SPOKANE, Wash. – New research led by scientists at Washington State University has found that a protein known as GBP5 appears to play a key role in suppressing inflammation in rheumatoid arthritis, a potentially debilitating disease in which the immune system mistakenly attacks the body’s own joint tissues.
Published in the journal Arthritis & Rheumatology, the discovery could someday lead to new treatments to slow or halt the progress of the disease, which affects an estimated 1.5 million Americans. The researchers said it may also have applications in other inflammatory diseases.
First author Mahamudul Haque first stumbled upon GBP5 back in 2015, when he was working toward a Ph.D. in pharmaceutical sciences in WSU’s College of Pharmacy and Pharmaceutical Sciences. Now a postdoctoral research associate in the WSU Elson S. Floyd College of Medicine, Haque had been tasked with comparing the expression of different genes in joint tissue from rheumatoid arthritis patients and non-diseased joint tissue. Among the thousands of genes included in his analysis, one gene stood out in particular because its expression level was several times greater in rheumatoid arthritis tissue. That gene was guanylate binding protein 5 (GBP5), which helps produce the GBP5 protein.
“That caught our attention and interest,” said senior author Salah-Uddin Ahmed, a professor in the College of Pharmacy and Pharmaceutical Sciences who oversaw the work.
As far as Ahmed and Haque could tell, no other studies had looked at the role of GBP5 in rheumatoid arthritis or other auto-immune diseases, so they decided to take on the task.
The inflammation seen in rheumatoid arthritis causes painful swelling of joint tissues that can result in bone loss and deformed joints. Previous research conducted by Ahmed and his team has suggested that this inflammation is driven primarily by a cytokine protein known as interleukin-1 beta (IL-1 beta). To find out what role GBP5 plays, the researchers designed a series of experiments using rheumatoid arthritis synovial fibroblasts, a type of cell located in the tissue that lines joints and is known to play a role in inflammation and joint destruction. When they manipulated the cells to stop producing GBP5 and then added IL-1 beta to induce inflammation, they saw much higher levels of inflammation in cells that lacked GBP5 versus in non-manipulated cells. What’s more, when they increased levels of GBP5 in those same cells, inflammation triggered by IL-1 beta went down.
“Our initial thought had been that the GBP5 protein played a role in causing the disease, but as we worked to decipher the mechanism of GBP5 in rheumatoid arthritis we found that it was induced in response to inflammation and was trying to cut back inflammation before it goes out of control,” Ahmed said.

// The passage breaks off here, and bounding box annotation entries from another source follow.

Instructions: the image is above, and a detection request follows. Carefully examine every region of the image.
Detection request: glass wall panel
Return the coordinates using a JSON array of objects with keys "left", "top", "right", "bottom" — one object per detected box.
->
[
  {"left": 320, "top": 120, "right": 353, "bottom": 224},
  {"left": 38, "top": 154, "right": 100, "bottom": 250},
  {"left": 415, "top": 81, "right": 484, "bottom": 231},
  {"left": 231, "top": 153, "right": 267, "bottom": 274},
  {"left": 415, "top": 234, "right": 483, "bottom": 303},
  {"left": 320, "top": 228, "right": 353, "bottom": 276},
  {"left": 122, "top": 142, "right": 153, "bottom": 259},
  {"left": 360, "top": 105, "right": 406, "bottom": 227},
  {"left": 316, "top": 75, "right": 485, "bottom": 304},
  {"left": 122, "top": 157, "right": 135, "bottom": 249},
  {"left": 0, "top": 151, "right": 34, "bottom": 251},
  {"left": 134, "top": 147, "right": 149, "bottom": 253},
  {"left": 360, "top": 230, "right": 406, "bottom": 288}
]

In addition, their research revealed how GBP5 interacts with interferon gamma, another cytokine that has been shown to fight inflammation under certain circumstances. When they silenced the GBP5 gene, the researchers found that it reduced interferon gamma’s ability to fight the inflammation triggered by IL-1 beta. This suggests that, on top of having its own anti-inflammatory effect, GBP5 also supports the anti-inflammatory function of interferon gamma.
Finally, the researchers confirmed their findings in a rodent model of rheumatoid arthritis, which showed that joint inflammation and bone loss increased when the GBP5 gene was turned off.
Ahmed said he and his team are conducting additional research to confirm that their findings hold up in other pre-clinical models of rheumatoid arthritis. Pending further, clinical studies to test this concept in rheumatoid arthritis patients at different stages of the disease, Ahmed said their findings could someday lead to the development of new combination therapies that could boost GBP5 levels to reduce inflammation and bone loss.
“What we would like to understand is, if we introduced this protein very early during the onset of rheumatoid arthritis, could we reverse or suppress the course of the disease?” Ahmed said.
Haque also suggested that researchers should take a closer look at the role of GBP5 in other conditions that involve inflammation. This includes other types of arthritis, such as gout and osteoarthritis.
In addition to Haque and Ahmed, authors on the paper include Anil K. Singh—an assistant research professor in the Ahmed lab at WSU —and Madhu Ouseph, a pathologist who was at the Stanford University School of Medicine and is now at Weill Cornell Medical College.
Funding for the study came from the National Institute of Arthritis and Musculoskeletal and Skin Diseases of the National Institutes of Health under award number R01AR072615 and from internal funds provided by Washington State University. Support for the initial findings that laid the groundwork for this study came from the Rheumatology Research Foundation.